Side Note

More inmates are reporting sexual assaults

The number of annual reported sexual assaults in prisons and jails has tripled from 2011 to 2015, according to a new report from the Bureau of Justice Statistics, bringing the overall rate of reported assaults from 3.9 per 1,000 inmates in 2011 to 11.0 per 1,000 in 2015. That increase is not necessarily because of a jump in actual assaults but rather legal changes that have made inmates more aware of the resources available to them following an assault.

The Prison Rape Elimination Act, which finally went into full effect in 2012 after its initial passage in 2003, mandates that incarcerated people be educated about their right to report a sexual assault. According to Prison Legal News, under the PREA, prison officials must make clear that inmates will not risk punishment for filing a sexual assault claim “in good faith based upon a reasonable belief that the alleged conduct occurred.” These standards have led to a surge in reporting — the number of official allegations leapt from 8,768 in 2011 to 24,661 in 2015.

Still, an untold number of incarcerated people continue to fear reporting that they have been raped, in part because investigations rarely ever confirm the initial assault. Only 8 percent of allegations are ever proven, according to the report from 2015.

That isn’t because inmates are lying about their assaults, Lovissa Stannow of the advocacy group Just Detention International told The Marshall Project. “Prisoners have nothing to gain from filing false sex abuse reports,” she said. The more likely explanation is that the investigations themselves have been inadequate.

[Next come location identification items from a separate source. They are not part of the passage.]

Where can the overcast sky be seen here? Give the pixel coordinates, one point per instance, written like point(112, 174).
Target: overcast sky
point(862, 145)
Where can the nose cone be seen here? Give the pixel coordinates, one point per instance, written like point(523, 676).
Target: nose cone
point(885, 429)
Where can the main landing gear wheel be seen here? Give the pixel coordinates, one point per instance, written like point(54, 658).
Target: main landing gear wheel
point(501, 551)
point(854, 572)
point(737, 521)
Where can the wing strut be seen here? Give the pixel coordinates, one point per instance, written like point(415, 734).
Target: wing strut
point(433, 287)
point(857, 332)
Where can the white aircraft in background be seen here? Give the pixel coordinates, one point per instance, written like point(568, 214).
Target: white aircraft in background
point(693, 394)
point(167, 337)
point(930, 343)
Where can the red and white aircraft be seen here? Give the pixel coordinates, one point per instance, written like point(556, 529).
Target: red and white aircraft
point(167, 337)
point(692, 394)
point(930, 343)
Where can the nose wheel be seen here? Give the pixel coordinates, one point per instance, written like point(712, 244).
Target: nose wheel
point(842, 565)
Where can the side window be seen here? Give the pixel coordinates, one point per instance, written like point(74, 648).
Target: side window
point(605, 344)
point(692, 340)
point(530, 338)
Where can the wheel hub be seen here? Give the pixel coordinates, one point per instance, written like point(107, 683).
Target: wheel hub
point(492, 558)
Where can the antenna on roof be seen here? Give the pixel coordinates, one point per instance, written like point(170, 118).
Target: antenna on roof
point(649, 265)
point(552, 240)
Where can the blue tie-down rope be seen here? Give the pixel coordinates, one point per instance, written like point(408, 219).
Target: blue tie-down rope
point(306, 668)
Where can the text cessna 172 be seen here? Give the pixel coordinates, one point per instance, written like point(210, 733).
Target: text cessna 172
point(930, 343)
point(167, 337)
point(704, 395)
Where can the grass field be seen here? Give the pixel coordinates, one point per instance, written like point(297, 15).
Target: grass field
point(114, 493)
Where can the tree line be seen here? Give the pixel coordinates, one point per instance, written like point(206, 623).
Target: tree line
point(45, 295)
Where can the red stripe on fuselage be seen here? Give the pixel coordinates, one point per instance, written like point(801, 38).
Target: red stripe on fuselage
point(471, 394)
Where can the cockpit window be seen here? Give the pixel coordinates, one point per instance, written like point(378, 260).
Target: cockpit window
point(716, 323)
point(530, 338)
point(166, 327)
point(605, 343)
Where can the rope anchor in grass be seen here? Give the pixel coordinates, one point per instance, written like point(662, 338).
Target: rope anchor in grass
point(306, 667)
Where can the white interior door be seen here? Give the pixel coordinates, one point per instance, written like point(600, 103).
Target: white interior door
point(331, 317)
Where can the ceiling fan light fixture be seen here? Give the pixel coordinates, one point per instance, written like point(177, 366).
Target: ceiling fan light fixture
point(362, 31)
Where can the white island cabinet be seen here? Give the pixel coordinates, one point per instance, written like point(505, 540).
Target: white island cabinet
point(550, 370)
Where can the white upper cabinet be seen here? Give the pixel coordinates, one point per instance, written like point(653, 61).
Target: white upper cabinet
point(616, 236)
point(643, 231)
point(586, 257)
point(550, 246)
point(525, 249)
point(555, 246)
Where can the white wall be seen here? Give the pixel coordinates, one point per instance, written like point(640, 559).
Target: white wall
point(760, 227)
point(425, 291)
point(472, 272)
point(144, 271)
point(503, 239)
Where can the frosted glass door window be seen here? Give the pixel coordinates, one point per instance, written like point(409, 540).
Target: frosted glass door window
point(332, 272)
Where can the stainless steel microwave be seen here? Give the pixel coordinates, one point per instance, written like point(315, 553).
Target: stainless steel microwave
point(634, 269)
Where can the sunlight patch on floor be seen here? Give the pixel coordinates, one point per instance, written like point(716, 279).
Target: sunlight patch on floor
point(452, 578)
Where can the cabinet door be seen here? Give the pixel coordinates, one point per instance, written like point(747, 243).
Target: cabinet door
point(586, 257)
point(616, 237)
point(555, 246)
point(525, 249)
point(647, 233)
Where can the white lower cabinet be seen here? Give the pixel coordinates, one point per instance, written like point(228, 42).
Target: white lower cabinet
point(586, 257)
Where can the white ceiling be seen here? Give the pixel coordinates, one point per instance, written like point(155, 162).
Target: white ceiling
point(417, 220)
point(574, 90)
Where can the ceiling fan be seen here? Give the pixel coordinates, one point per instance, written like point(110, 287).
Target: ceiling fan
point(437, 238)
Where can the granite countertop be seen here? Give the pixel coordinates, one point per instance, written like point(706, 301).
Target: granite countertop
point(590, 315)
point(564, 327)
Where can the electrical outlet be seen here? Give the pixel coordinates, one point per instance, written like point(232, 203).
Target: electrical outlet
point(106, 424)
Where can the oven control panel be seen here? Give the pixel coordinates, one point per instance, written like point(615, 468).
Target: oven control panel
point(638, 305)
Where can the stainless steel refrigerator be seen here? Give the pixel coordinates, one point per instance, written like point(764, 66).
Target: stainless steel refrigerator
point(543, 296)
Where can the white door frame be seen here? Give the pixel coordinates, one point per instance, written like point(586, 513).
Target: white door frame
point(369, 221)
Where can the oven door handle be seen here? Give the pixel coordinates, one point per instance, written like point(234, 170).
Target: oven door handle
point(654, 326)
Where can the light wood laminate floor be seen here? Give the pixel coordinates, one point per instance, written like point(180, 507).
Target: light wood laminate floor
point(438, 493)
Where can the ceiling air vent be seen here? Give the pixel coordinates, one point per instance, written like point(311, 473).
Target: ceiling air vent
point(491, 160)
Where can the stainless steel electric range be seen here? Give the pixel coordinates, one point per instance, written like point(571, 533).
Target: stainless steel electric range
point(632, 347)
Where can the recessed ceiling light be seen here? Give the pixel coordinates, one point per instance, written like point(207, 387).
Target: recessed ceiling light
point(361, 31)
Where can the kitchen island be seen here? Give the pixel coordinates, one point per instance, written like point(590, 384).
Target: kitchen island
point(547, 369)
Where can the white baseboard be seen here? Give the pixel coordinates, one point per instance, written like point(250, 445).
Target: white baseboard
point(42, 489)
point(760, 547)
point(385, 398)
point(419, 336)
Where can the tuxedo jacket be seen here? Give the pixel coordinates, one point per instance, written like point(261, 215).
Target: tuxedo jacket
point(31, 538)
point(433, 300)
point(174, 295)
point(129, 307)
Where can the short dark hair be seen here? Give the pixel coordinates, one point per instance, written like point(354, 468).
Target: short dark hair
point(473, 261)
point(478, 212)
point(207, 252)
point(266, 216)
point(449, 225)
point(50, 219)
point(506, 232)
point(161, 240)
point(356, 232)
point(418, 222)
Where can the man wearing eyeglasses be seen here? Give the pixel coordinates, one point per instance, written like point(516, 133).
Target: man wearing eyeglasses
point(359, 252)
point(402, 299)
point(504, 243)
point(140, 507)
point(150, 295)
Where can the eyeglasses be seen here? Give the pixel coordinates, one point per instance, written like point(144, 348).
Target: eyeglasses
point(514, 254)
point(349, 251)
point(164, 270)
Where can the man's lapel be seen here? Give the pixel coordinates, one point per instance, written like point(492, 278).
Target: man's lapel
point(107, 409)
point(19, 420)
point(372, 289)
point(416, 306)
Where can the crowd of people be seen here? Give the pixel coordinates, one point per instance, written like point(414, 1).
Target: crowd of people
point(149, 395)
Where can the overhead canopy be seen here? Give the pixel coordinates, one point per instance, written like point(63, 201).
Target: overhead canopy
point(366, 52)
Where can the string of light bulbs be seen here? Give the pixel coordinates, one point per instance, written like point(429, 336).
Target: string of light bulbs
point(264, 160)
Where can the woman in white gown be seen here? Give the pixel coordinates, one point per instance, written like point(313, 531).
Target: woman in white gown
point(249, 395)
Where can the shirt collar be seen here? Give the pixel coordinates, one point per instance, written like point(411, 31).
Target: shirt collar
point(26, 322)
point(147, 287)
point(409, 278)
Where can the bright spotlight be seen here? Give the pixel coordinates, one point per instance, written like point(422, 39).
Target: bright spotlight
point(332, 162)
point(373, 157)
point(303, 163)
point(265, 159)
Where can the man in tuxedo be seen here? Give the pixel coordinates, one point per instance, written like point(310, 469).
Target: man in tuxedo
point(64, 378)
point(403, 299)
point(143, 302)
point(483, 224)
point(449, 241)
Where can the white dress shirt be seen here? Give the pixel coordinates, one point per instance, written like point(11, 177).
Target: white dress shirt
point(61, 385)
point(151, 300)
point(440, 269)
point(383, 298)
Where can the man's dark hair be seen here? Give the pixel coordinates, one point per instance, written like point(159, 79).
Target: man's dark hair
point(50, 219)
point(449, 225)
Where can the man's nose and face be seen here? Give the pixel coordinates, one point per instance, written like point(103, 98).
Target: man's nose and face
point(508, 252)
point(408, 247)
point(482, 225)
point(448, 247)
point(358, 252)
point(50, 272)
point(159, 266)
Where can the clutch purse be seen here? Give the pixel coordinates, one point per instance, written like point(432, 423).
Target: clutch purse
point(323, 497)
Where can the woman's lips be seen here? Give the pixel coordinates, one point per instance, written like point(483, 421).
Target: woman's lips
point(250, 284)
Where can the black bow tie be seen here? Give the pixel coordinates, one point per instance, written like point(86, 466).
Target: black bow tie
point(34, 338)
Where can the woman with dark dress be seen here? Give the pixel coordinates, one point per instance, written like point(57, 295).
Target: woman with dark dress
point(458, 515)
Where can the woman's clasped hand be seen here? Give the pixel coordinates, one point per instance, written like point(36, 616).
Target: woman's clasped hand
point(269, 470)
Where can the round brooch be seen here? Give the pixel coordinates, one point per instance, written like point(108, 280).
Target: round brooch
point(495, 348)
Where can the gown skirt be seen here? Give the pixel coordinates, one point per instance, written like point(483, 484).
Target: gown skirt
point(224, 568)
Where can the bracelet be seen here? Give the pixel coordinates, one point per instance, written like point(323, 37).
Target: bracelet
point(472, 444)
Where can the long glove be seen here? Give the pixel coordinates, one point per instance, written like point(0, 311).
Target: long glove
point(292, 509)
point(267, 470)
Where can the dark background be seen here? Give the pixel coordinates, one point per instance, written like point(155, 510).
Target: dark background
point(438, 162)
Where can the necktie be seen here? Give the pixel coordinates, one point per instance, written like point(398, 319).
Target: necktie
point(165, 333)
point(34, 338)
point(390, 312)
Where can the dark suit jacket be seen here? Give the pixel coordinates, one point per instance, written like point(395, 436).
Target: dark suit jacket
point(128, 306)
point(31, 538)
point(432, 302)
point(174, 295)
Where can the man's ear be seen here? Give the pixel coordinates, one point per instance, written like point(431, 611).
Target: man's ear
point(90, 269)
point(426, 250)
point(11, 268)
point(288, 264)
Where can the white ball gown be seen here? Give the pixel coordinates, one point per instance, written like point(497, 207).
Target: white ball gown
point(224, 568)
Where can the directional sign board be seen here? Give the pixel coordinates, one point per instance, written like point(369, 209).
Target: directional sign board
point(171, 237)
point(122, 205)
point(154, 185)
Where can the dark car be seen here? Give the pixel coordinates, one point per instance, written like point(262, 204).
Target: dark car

Guards facing sexual assault allegations are much more likely to be absolved of responsibility than inmates who face the same allegations. While sexual assaults by staff account for the majority of reported assaults (58 percent), of the substantiated claims, only 42 percent were those made against staff members. Stannow put it like this: when it comes to investigating officials accused of sexual assault, “there’s a very strong tendency to close ranks.”